After a bit of reading it seems like there's a problem with compiling the drivers as modules. I'll try the in-kernel way asap.

----------

## bunder

 *Growlizing wrote:*   

> Still not working properly. Can't write to the card, but reading works like a charm 
> 
> Any tips on this?
> 
> Log-output:
> ...

 

if all else fails, try a newer kernel... maybe the driver provided in 2.6.19-r5 isn't good enough.

lets us know how you make out.   :Smile: 

----------

## andyandrews35

Okay, I am not an expert (in Gentoo).  But on my dell 700m, the wireless card only works with the ipw2200 module.  And then only with 2.4 or earlier version of the ipw2200-firmware.  I can lspci and look at dmesg until I go blind, but there is no eth1 until I modprobe ipw2200 (with the right version).  Then eth1 pops right up.  So in my case, yes I am not an expert, but lspci and dmesg only prove hardware detection has occurred.  It doesn't mean you will be able to actually use the hardware for what you want.   It might be easier to modprobe different drivers to solve your problem.

----------

## Growlizing

Tried with in-kernel driver, and got a small difference (I think), but still not working.
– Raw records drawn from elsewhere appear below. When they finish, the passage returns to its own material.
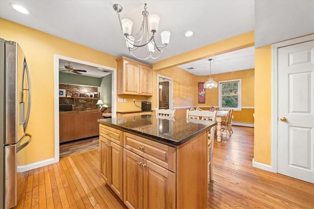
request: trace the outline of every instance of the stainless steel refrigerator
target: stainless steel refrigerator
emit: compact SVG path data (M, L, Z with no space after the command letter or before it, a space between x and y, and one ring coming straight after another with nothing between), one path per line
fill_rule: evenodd
M16 205L17 153L26 133L31 90L25 55L16 42L0 38L0 208Z

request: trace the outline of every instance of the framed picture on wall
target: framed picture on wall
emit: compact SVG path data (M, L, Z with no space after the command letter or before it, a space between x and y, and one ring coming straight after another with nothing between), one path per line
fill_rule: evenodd
M100 98L100 94L99 92L93 92L94 93L94 98Z
M65 89L59 90L59 96L65 96Z
M198 83L198 103L204 104L206 101L205 89L204 87L204 82Z

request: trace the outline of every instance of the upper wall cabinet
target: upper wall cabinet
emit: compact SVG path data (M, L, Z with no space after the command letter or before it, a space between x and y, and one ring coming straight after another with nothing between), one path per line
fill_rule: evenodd
M116 61L118 94L152 95L152 67L125 57Z

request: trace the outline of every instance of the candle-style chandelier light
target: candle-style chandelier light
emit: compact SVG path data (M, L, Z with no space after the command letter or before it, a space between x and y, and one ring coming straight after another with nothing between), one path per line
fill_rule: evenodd
M162 46L158 46L155 42L155 37L160 20L159 17L155 14L149 15L147 11L147 4L144 6L144 11L142 12L143 15L143 21L138 32L134 36L131 35L132 26L133 23L128 19L120 19L120 13L122 11L122 6L119 4L113 4L113 7L114 11L118 13L119 22L120 27L125 36L127 47L129 49L130 54L140 60L146 60L149 58L157 59L162 54L162 52L167 48L170 37L170 32L165 30L160 33L161 36ZM150 32L151 35L150 35ZM135 38L138 37L137 40ZM134 51L139 47L146 46L148 52L148 56L146 57L140 58L134 55ZM159 52L158 54L153 56L153 53L155 52L155 48Z

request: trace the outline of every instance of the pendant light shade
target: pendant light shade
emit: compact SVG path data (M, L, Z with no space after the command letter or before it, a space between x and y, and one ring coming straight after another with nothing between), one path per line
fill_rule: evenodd
M213 78L210 78L211 75L211 60L212 59L209 59L209 78L204 84L204 89L213 89L218 87L218 83L214 81Z

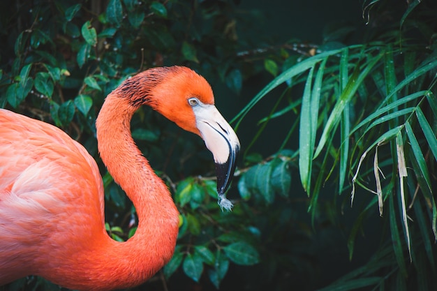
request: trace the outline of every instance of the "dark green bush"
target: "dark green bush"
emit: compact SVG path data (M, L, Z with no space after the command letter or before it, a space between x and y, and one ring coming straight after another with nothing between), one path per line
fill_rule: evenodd
M151 290L437 288L436 4L364 1L366 27L327 25L313 45L245 33L262 24L238 2L3 1L0 106L87 147L101 166L108 231L126 240L135 209L96 151L105 96L129 75L174 64L241 94L231 213L216 204L202 141L148 108L134 116L133 135L181 213L175 255ZM31 277L3 288L57 288Z

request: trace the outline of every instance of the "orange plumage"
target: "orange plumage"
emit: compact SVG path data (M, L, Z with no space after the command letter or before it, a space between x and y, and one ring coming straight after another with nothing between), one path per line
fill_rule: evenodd
M142 105L202 137L216 163L232 156L220 162L229 169L220 186L228 186L238 139L215 109L207 81L186 68L154 68L126 80L97 119L102 160L138 215L126 242L105 230L102 179L85 149L53 126L0 110L0 285L34 274L71 289L128 288L171 258L179 212L131 136L130 120Z

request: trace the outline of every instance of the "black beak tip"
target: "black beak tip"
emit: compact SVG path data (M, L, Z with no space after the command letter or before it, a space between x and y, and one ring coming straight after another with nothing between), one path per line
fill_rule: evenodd
M224 163L216 163L216 174L217 175L217 192L218 195L226 193L234 177L236 161L238 156L238 149L231 151L228 161Z

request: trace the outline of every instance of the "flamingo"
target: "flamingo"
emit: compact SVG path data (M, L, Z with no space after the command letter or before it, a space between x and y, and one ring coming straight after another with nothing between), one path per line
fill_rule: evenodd
M214 104L208 82L182 66L140 73L105 98L96 122L98 151L138 216L125 242L105 230L102 179L86 149L55 126L0 110L0 285L36 275L66 288L108 290L156 273L173 254L179 211L135 146L131 119L147 105L203 138L219 202L229 207L224 193L239 142Z

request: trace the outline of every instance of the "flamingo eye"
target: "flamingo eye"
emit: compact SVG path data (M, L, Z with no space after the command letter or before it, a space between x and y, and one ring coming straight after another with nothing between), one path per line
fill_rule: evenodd
M197 98L193 97L188 99L188 104L190 105L190 106L194 107L199 104L199 100Z

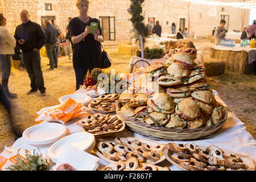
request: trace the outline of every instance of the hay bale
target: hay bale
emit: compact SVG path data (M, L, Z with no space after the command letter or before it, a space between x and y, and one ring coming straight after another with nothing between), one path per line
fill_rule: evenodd
M249 54L245 51L232 51L210 49L211 58L225 61L226 71L242 74L253 73L253 68L248 64Z
M46 47L44 46L41 49L40 49L40 55L41 55L41 57L47 57L47 55L46 54Z
M205 74L207 76L221 75L225 72L225 61L210 59L205 60Z
M139 48L139 46L121 44L118 45L118 53L123 55L135 56Z

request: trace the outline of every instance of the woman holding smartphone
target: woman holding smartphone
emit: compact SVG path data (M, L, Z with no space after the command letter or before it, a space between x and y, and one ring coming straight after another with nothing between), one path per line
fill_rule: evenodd
M87 14L89 1L77 0L76 5L79 15L70 20L68 27L73 44L73 66L77 90L83 84L88 69L90 71L94 68L100 67L101 48L99 43L103 41L103 38L101 35L100 21ZM93 33L90 33L92 22L98 24L98 28Z

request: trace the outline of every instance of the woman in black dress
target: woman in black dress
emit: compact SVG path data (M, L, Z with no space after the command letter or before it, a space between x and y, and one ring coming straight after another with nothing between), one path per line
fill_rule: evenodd
M71 19L69 24L69 36L73 44L73 67L76 73L76 90L84 83L84 78L87 71L101 65L101 46L103 41L101 35L101 28L100 21L87 15L89 1L77 0L76 6L79 16ZM98 24L98 29L90 33L92 22Z

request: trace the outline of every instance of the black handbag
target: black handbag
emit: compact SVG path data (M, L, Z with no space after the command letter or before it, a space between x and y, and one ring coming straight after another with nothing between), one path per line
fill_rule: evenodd
M111 59L108 53L104 50L102 44L100 43L103 51L101 52L101 69L106 69L111 67Z

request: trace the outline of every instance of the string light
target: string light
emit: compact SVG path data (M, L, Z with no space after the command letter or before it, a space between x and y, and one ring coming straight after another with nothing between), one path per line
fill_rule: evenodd
M189 2L193 3L201 4L211 6L232 6L243 9L256 9L256 1L248 1L245 2L226 2L214 1L205 0L181 0L182 1Z

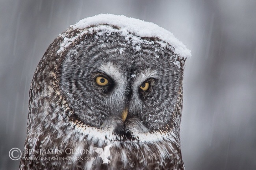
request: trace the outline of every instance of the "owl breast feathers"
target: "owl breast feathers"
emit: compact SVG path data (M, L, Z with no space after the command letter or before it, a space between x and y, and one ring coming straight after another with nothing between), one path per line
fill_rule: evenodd
M184 170L185 61L167 30L100 15L50 45L30 91L20 170Z

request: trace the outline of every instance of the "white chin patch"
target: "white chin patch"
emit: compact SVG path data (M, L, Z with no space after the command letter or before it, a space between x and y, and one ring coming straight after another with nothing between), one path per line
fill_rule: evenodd
M82 133L85 138L83 140L91 141L94 143L100 145L104 144L109 144L115 143L122 142L122 139L113 133L113 129L108 130L100 129L88 126L82 126L71 123L75 126L75 130ZM155 131L154 132L140 133L137 131L132 132L132 134L135 139L134 141L126 141L127 142L147 143L154 143L158 141L165 141L175 142L175 135L172 132Z

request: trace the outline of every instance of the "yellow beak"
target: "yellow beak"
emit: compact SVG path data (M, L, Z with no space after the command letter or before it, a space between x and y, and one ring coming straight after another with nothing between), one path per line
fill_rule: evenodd
M124 111L122 111L122 120L123 122L125 121L125 119L126 119L126 118L127 117L128 114L128 109L126 108Z

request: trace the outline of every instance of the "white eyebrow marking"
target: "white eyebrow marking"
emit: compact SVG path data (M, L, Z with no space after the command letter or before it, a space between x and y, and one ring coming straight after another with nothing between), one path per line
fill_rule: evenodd
M115 67L112 63L108 62L102 64L100 66L100 69L109 76L114 79L120 79L123 77L119 71L119 68Z

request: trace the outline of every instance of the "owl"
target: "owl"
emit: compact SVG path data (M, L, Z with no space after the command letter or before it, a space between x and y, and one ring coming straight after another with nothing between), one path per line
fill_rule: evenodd
M190 51L124 16L81 20L50 45L30 91L20 170L184 170L179 131Z

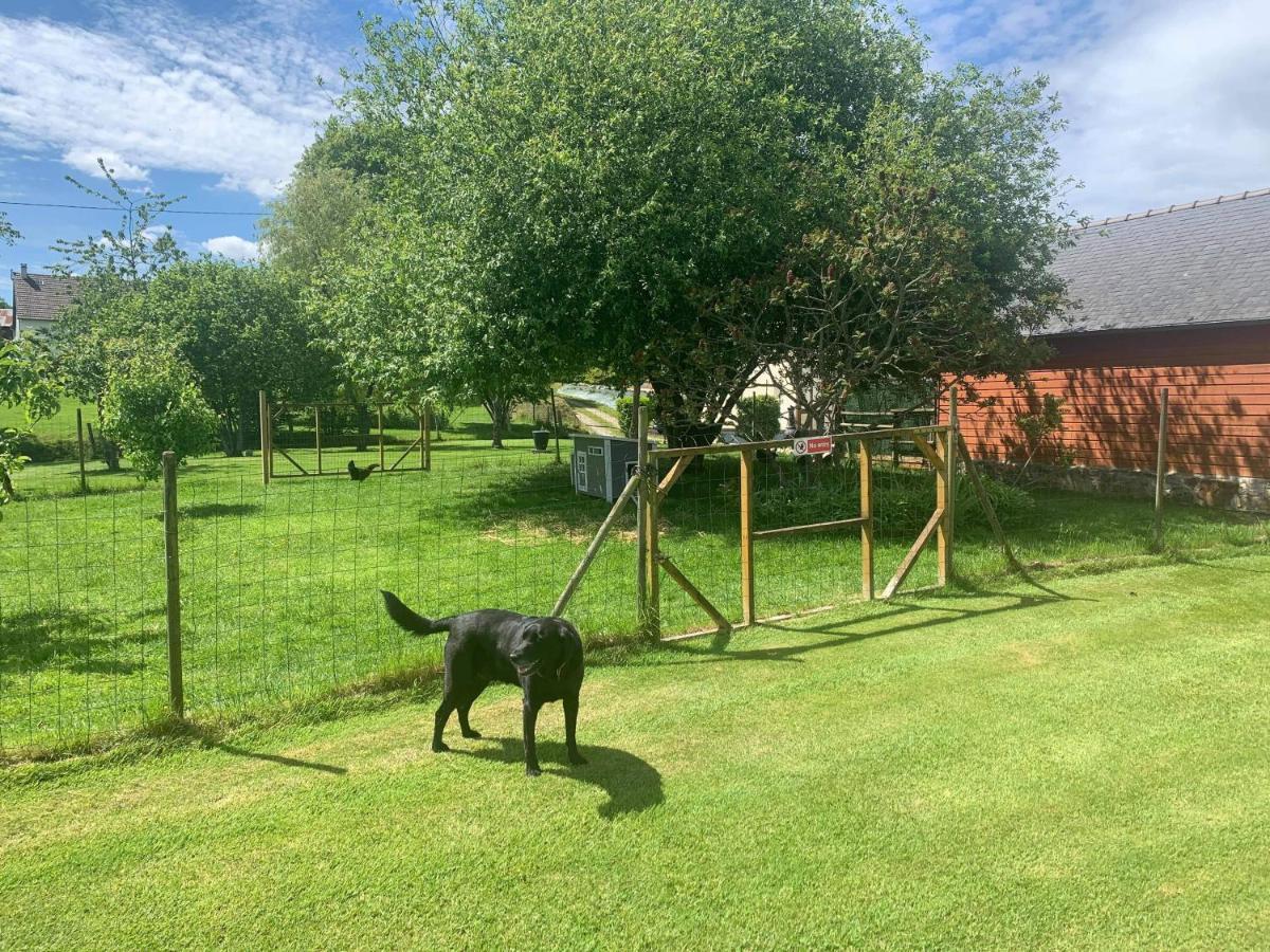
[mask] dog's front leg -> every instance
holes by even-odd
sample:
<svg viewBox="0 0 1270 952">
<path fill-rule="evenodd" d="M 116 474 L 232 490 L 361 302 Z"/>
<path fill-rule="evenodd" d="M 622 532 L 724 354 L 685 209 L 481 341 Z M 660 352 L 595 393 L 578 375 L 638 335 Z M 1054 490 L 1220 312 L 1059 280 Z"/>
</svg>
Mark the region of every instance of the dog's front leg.
<svg viewBox="0 0 1270 952">
<path fill-rule="evenodd" d="M 537 777 L 542 773 L 542 768 L 538 767 L 538 745 L 533 736 L 538 724 L 540 707 L 542 707 L 540 702 L 525 698 L 525 774 L 527 777 Z"/>
<path fill-rule="evenodd" d="M 564 744 L 569 750 L 569 763 L 580 767 L 587 758 L 578 753 L 578 696 L 564 696 Z"/>
</svg>

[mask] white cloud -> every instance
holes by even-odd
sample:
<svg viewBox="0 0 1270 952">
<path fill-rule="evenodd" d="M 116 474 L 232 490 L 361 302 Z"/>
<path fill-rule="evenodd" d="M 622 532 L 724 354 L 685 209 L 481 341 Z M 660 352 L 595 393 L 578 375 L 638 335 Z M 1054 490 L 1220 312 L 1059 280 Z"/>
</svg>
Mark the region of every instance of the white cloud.
<svg viewBox="0 0 1270 952">
<path fill-rule="evenodd" d="M 0 142 L 58 150 L 93 173 L 210 173 L 260 198 L 290 175 L 330 112 L 315 83 L 331 57 L 250 18 L 199 19 L 117 4 L 102 27 L 0 17 Z M 335 63 L 338 65 L 338 63 Z"/>
<path fill-rule="evenodd" d="M 126 159 L 121 157 L 118 152 L 112 149 L 71 149 L 62 156 L 62 161 L 66 162 L 72 169 L 84 173 L 85 175 L 93 175 L 98 179 L 104 179 L 105 174 L 102 171 L 102 166 L 98 165 L 97 160 L 102 159 L 105 162 L 105 168 L 110 170 L 119 182 L 149 182 L 150 170 L 142 169 L 140 165 L 133 165 Z"/>
<path fill-rule="evenodd" d="M 933 60 L 1045 72 L 1101 218 L 1270 187 L 1266 0 L 916 0 Z"/>
<path fill-rule="evenodd" d="M 222 235 L 217 239 L 207 239 L 202 249 L 213 255 L 232 258 L 235 261 L 254 261 L 260 256 L 260 244 L 248 241 L 237 235 Z"/>
<path fill-rule="evenodd" d="M 1267 50 L 1264 0 L 1193 0 L 1057 61 L 1077 206 L 1105 217 L 1270 185 Z"/>
</svg>

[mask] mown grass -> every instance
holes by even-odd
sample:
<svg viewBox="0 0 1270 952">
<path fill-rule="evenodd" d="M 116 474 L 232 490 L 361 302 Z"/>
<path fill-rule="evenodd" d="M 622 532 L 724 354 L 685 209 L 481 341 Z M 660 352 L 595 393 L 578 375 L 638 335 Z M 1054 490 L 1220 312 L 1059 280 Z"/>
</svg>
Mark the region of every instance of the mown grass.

The file(s) I try to copy now shows up on the device both after the remount and during mounted. Still get the same errors when disconnecting (unmounting) though. The files also seem to have the right size, but they're unusable anyway, contains no data and can't be opened.

Will try with a new kernel today or tomorrow.

Edit:

Seems like the 2.6.19-kernel has version 0.6 and the 2.6.20 has version 0.8 of the driver. Hoping for results here  :Very Happy: 

----------

## toster

in my case I made strange thing with my FlashMedia Controller  :Smile:  (02:04.3 Mass storage controller: Texas Instruments PCIxx21 Integrated FlashMedia Controller)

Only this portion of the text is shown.